La taxe des pauvres fut à peu près abandonnée en fait. Les pouvoirs publics cherchèrent enfin à la remplacer par une autre source de revenus, et ils attribuèrent aux pauvres une partie des ressources de l’octroi et le droit sur les spectacles. Ils substituèrent ainsi l’impôt indirect, que le contribuable paie sans s’en apercevoir et sans en connaitre la destination précise, à l’impôt direct, qui a pour effet immédiat et constant de diminuer les dons volontaires ; le contribuable qui a payé la taxe des pauvres se croit, par cela seul, dispensé de toute autre aumône.




  1. Revue de la Société des Études Historiques, 1889.
  2. L’Assistance à Paris sous l’ancien régime et la Révolution, par Louis Parturier, p. 93 et suivantes ; p. 144 et suivantes.
  3. Voir notamment l’édit de François Ier, 1544, qui crée un bureau général des pauvres et l’autorise à lever chaque année une taxe sur les princes, les seigneurs, les ecclésiastiques, les communautés, les bourgeois et propriétaires.

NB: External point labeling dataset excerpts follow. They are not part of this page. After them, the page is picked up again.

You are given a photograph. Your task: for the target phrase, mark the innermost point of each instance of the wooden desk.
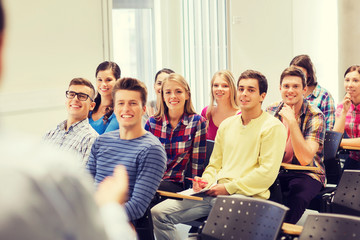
(177, 195)
(350, 148)
(292, 229)
(298, 167)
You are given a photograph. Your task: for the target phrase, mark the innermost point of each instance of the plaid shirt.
(184, 144)
(79, 138)
(312, 125)
(323, 100)
(352, 125)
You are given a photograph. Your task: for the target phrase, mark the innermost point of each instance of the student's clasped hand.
(199, 185)
(218, 189)
(113, 188)
(288, 113)
(346, 103)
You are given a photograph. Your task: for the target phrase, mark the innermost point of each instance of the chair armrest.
(291, 229)
(289, 166)
(178, 196)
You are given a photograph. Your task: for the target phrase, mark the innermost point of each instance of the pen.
(196, 180)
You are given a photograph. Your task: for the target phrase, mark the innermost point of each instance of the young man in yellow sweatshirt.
(246, 159)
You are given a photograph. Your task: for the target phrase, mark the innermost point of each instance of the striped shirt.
(323, 100)
(79, 138)
(312, 125)
(352, 125)
(185, 144)
(144, 159)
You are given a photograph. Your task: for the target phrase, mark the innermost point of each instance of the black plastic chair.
(239, 217)
(333, 169)
(331, 161)
(188, 173)
(144, 226)
(330, 226)
(346, 199)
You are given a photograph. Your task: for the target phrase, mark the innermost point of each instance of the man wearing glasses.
(75, 133)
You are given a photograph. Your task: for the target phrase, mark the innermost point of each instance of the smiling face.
(105, 82)
(128, 109)
(175, 96)
(352, 84)
(79, 110)
(249, 95)
(158, 83)
(220, 89)
(292, 90)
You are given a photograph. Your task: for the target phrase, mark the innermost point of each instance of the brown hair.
(163, 109)
(304, 61)
(131, 84)
(352, 69)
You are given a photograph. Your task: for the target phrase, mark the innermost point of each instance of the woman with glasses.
(223, 103)
(348, 116)
(181, 131)
(102, 118)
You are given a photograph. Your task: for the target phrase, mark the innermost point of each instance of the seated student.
(315, 94)
(180, 130)
(347, 115)
(138, 150)
(305, 125)
(75, 133)
(246, 159)
(223, 93)
(159, 78)
(153, 105)
(102, 118)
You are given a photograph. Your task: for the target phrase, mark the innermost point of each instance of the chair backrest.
(188, 171)
(347, 195)
(240, 217)
(209, 147)
(331, 161)
(330, 226)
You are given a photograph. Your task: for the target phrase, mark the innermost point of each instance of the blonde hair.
(163, 109)
(229, 78)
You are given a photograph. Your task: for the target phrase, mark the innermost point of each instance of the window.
(133, 39)
(205, 45)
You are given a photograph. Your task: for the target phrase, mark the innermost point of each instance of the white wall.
(266, 35)
(50, 42)
(47, 44)
(316, 34)
(261, 39)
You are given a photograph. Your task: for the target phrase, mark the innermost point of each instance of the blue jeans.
(351, 164)
(170, 212)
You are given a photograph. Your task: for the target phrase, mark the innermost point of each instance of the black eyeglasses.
(81, 96)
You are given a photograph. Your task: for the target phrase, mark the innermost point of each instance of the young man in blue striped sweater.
(138, 150)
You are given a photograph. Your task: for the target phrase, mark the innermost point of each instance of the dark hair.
(262, 81)
(131, 84)
(164, 70)
(352, 69)
(2, 17)
(83, 82)
(115, 69)
(304, 61)
(293, 71)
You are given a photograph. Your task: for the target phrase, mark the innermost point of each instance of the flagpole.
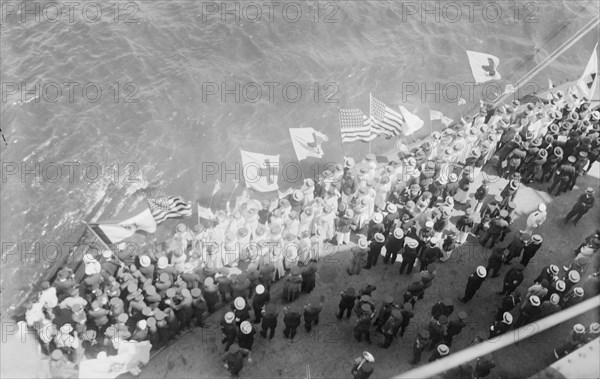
(232, 192)
(370, 102)
(341, 141)
(97, 236)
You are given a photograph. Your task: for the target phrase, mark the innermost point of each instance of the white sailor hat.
(378, 218)
(239, 303)
(398, 233)
(246, 327)
(574, 276)
(481, 272)
(443, 349)
(368, 356)
(362, 243)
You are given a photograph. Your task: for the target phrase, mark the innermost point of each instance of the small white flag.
(261, 171)
(446, 120)
(307, 142)
(509, 88)
(413, 122)
(217, 187)
(484, 66)
(435, 115)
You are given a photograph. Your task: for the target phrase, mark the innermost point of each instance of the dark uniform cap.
(151, 322)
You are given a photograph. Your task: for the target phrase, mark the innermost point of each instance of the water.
(171, 51)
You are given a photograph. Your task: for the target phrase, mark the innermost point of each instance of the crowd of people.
(399, 210)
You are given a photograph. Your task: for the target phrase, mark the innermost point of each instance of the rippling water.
(168, 55)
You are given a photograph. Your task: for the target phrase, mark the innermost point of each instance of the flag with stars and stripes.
(355, 126)
(163, 208)
(386, 121)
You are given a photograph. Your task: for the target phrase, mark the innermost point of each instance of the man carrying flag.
(355, 126)
(260, 171)
(113, 231)
(307, 142)
(484, 66)
(386, 121)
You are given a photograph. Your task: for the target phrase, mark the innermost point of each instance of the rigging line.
(550, 58)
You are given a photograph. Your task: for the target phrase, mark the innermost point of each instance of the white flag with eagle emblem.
(260, 171)
(589, 79)
(307, 142)
(484, 66)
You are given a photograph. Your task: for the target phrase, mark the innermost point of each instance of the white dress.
(305, 222)
(328, 220)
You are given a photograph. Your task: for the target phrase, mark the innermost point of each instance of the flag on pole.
(484, 66)
(114, 231)
(216, 188)
(355, 126)
(260, 171)
(205, 213)
(167, 207)
(307, 142)
(437, 115)
(589, 79)
(413, 122)
(385, 120)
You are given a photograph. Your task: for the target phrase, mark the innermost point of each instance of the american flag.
(163, 208)
(355, 126)
(386, 121)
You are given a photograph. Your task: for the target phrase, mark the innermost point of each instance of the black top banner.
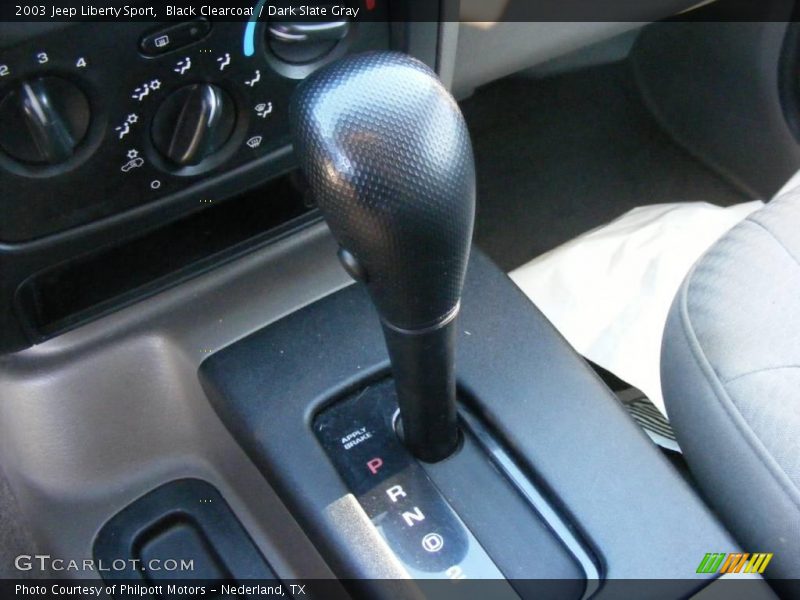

    Voir aussi la déclaration d’Henri Il, 13 février 1551, constatant que « les mendiants sont quasi énumérables à Paris », et que « les quêtes et aumônes recueillies chaque semaine dans les paroisses sont tant diminuées. »
  4. Capitulaire de 806 ; établissements de Saint Louis, 1230 ; ordonnance de Jean-le-Bon, 1350 ; édits ou ordonnances de 1536, 1545, 1558, etc.
  5. Il semble que ces conditions soient l’accompagnement inévitable de l’assistance obligatoire et de la taxe des pauvres. En Irlande, « chaque division électorale cherche à rejeter sur une autre, proche ou lointaine, les familles qu’elle risque d’avoir un jour à entretenir dans un Workhouse ou à assister à domicile ; de là, obstacle à l’établissement de nouveaux habitants, expulsion des tenanciers pauvres, refoulement de la population vers les villes ou vers l’étranger » (Jacques Flach, Le Gouvernement local en Irlande).
    En Allemagne, les lois de juin 1870 et de mars 1871 permettent aux communes d’interdire le séjour sur leur territoire aux nouveaux arrivants s’ils ne peuvent justifier de moyens d’existence et elles déclarent obligatoires les fonctions gratuites dans les établissements d’assistance.